Constantine is less than thrilled about helping a cop (Rachel Weisz), who is trying to get her devout Catholic twin sister a proper burial by proving she did not commit suicide in a mental ward. But he hopes this good deed might sway God on that whole eternal hellfire thing.
Much demon-busting ensues. All very cool to look at, but somehow maddeningly listless. I blame the NyQuil.
Constantine mouths plenty of Maltese Falcon-lite musings provided by clunky screenwriters Kevin Brodbin and Frank Cappello. Why didn't they just let him mull his dark fate silently and proceed to smack down some demons? No more zingers for Keanu! Keanu's not zingy!

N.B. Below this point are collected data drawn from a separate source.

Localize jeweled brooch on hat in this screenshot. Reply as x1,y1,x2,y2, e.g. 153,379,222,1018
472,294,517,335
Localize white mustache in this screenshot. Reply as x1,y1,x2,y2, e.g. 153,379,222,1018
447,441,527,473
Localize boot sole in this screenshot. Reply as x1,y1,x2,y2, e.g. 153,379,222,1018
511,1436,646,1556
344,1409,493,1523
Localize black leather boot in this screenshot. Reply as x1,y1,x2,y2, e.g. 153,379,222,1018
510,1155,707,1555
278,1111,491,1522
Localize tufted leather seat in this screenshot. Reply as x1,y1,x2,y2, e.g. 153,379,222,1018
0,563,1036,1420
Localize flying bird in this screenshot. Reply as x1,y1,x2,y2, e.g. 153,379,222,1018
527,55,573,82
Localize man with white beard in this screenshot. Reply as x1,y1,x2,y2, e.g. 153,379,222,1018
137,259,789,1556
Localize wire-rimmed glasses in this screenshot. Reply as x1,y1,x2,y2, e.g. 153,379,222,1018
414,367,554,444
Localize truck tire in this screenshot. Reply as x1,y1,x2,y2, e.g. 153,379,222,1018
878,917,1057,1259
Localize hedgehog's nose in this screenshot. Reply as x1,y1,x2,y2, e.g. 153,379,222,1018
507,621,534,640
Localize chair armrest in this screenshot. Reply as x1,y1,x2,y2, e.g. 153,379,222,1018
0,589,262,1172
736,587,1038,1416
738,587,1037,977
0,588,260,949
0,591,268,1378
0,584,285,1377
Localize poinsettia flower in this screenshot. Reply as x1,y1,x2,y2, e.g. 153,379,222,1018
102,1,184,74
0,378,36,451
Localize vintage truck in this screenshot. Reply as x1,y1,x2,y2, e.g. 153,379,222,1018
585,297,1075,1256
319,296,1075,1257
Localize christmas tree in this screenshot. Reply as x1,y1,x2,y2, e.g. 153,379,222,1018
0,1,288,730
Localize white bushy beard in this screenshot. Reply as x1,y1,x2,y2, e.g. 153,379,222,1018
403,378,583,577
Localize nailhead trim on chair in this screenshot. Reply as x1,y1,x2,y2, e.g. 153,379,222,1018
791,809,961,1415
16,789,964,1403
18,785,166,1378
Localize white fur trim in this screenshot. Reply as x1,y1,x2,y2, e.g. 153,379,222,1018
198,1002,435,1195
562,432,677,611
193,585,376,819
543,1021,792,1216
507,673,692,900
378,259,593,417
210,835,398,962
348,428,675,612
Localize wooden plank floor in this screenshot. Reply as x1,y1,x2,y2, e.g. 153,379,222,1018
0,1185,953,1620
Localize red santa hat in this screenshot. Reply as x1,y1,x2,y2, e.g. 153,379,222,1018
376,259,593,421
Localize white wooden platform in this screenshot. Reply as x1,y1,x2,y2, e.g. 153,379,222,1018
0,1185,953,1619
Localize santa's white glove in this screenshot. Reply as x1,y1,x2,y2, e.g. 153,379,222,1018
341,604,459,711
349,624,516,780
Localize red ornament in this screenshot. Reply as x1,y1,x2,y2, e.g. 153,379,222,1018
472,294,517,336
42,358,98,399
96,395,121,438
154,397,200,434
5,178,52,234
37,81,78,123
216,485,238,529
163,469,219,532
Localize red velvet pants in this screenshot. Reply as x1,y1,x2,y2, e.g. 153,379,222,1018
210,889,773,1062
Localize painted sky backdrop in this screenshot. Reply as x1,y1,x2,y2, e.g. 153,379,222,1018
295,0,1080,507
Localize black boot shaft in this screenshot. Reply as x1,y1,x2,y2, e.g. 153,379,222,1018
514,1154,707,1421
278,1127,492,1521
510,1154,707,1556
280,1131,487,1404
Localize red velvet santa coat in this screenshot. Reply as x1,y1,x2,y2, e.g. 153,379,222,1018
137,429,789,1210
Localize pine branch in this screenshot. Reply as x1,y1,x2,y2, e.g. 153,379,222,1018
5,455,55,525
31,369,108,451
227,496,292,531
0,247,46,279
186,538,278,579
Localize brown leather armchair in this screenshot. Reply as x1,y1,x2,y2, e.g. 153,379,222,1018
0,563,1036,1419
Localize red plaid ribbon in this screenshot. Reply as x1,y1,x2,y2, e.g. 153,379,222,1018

Fortunately, the movie's stocked with a mass of ringers who are quite good with the self-conscious one-liners, including young and impressive Shia LaBeouf as Constantine's sidekick, Swinton as the wily Gabriel, Peter Stomare as Beelzebub himself, and the lovely and talented Djmon Hounsou as some sort of demonic club owner of the damned.
Speaking of pretty, Constantine's most impressive find is Bush lead singer Gavin Rossdale, otherwise known as the guy married to Gwen Stefani, who plays the vain, suavely cool demon Balthazar. Imagine Jude Law but with slightly preenier edges, and you've got it.
Still, Constantine is a straight-up stinker — Movie Buddy Steph and I pretty much snickered our way through it, including the parts that weren't supposed to be funny.